GOT SPOILERS!! Duh?
So I’m probably a fortnight too late to really catch GoT discussions etc, however for the most watched/analyzed and discussed show ever I’m having a bit of trouble actually saying something different, as people more smart, invested and with more time on their hands have already pored over the material.
I did have one insight though.
In case you’re reading this from under a rock many people are upset and did not like the final season of Game of Thrones. Complaints run from ruining characters, inconsistency, rushed plot points, and for the most part “bad writing.”
I’m not really looking to get into all of that, however I do have a theory about why the conclusion of GoT is so unsatisfying to many, one that relates to both book and TV show. My theory has to do with the nature of GoT, its sprawling characters, intricate politics and each character’s individual story.

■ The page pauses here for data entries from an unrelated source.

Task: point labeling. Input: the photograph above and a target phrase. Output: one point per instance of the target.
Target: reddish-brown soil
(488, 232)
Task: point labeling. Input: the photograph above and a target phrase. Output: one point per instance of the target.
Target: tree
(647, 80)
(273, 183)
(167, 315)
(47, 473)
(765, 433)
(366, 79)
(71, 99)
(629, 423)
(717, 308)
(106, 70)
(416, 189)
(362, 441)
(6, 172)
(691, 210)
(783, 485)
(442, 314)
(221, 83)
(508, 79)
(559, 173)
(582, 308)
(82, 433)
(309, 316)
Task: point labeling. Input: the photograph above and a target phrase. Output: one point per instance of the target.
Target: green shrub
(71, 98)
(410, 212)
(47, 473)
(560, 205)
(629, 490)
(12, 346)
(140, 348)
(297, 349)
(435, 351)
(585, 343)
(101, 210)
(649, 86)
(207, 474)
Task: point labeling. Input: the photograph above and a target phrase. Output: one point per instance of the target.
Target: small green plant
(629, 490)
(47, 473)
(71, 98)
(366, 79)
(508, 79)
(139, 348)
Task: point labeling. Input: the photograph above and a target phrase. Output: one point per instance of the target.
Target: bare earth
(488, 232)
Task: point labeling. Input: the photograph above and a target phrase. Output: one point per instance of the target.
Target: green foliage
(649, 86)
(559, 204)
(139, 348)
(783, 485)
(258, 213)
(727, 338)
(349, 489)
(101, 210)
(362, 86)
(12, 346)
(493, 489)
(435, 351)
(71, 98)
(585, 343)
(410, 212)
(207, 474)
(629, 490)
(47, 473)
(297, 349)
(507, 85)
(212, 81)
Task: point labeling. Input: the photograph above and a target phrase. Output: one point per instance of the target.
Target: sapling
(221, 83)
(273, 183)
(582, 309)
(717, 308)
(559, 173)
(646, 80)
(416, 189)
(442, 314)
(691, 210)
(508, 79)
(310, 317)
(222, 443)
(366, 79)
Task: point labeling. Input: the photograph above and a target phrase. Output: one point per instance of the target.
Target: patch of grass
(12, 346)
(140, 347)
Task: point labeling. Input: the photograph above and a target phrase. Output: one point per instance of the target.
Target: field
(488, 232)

Now here’s the thing, many aspects of GoT overarching plot are not unique. Within the genre of Epic Fantasy, its quite common to have a dangerous supernatural threat from outside the kingdom/realm/land, but conflict within said kingdom also threatens to prevent the human population from properly responding. Also I hope it goes without saying that high numbers of characters is pretty common in fantasy.
Where GoT (by the way I’m just saying Game of Thrones for both written and screened stories, I know that the books are A Song of Fire and Ice) differs however is in the intricacy and nature of people’s stories, along with a fair dose of subversion. For most fans they would describe the stories as a lot of bad things happening to good people, and you don’t know who will die next. How this looks literary though is that GoT is predominantly setup, and does not contain a lot of resolution.
Reflecting on the current 5 books, I realized that part of GRRM’s brilliance is building incredible tensions, and then somehow continuing to raise the stakes. That’s not to say that nothing ever gets solved, but almost always in a manner towards more problems. For example:
- Joffrey is a dangerous psychopath, however when he is finally killed Tyrion is falsely accused of his death, and Sansa flees the city with potentially even more dangerous people
- Jon Snow helps defeat the Wildlings in the North but his decision to help the survivors and invite them through the wall results in some members of his watch betraying him
I think all the books end on dangerous and tense scenes, not always cliffhangers, but situations that resolve one issue only to create a bigger one.
As mentioned this creates a great story that terrifies and builds investments, however it creates an absolute nightmare for finishing. I could go on and on about all the individual characters and their stakes, but I’ll jump to the wide-scale issue this creates:
Overall what is Game of Thrones actually about?
- Defeating the Night King?
- Who will sit on the Iron Throne?
- The Starks?
Part of the problem with so many layers of tension is that as an audience you don’t know which to feel most about. I think the show actually did a good job pulling together so many diverse plots, but part of the problem is creating a sense of an ending. In some respects the ending of the show was like a reveal of what we were supposed to care about the whole time, which is an odd way to feel about a story to put it mildly.
If you contrast with Lord of the Rings, which has multiple characters and plots but one fairly obvious plot thread to focus on, Game of Thrones is an absolute blast to get into, and then an absolute nightmare to resolve.
All I can say it I’m desperate for those books to come out. I think there will be more opportunity to resolve satisfactorily and while I’m not a adaptation nit-picker I am interested to see the comparison.
Thoughts on Game of Thrones – what disappointed you about the show? what didn’t?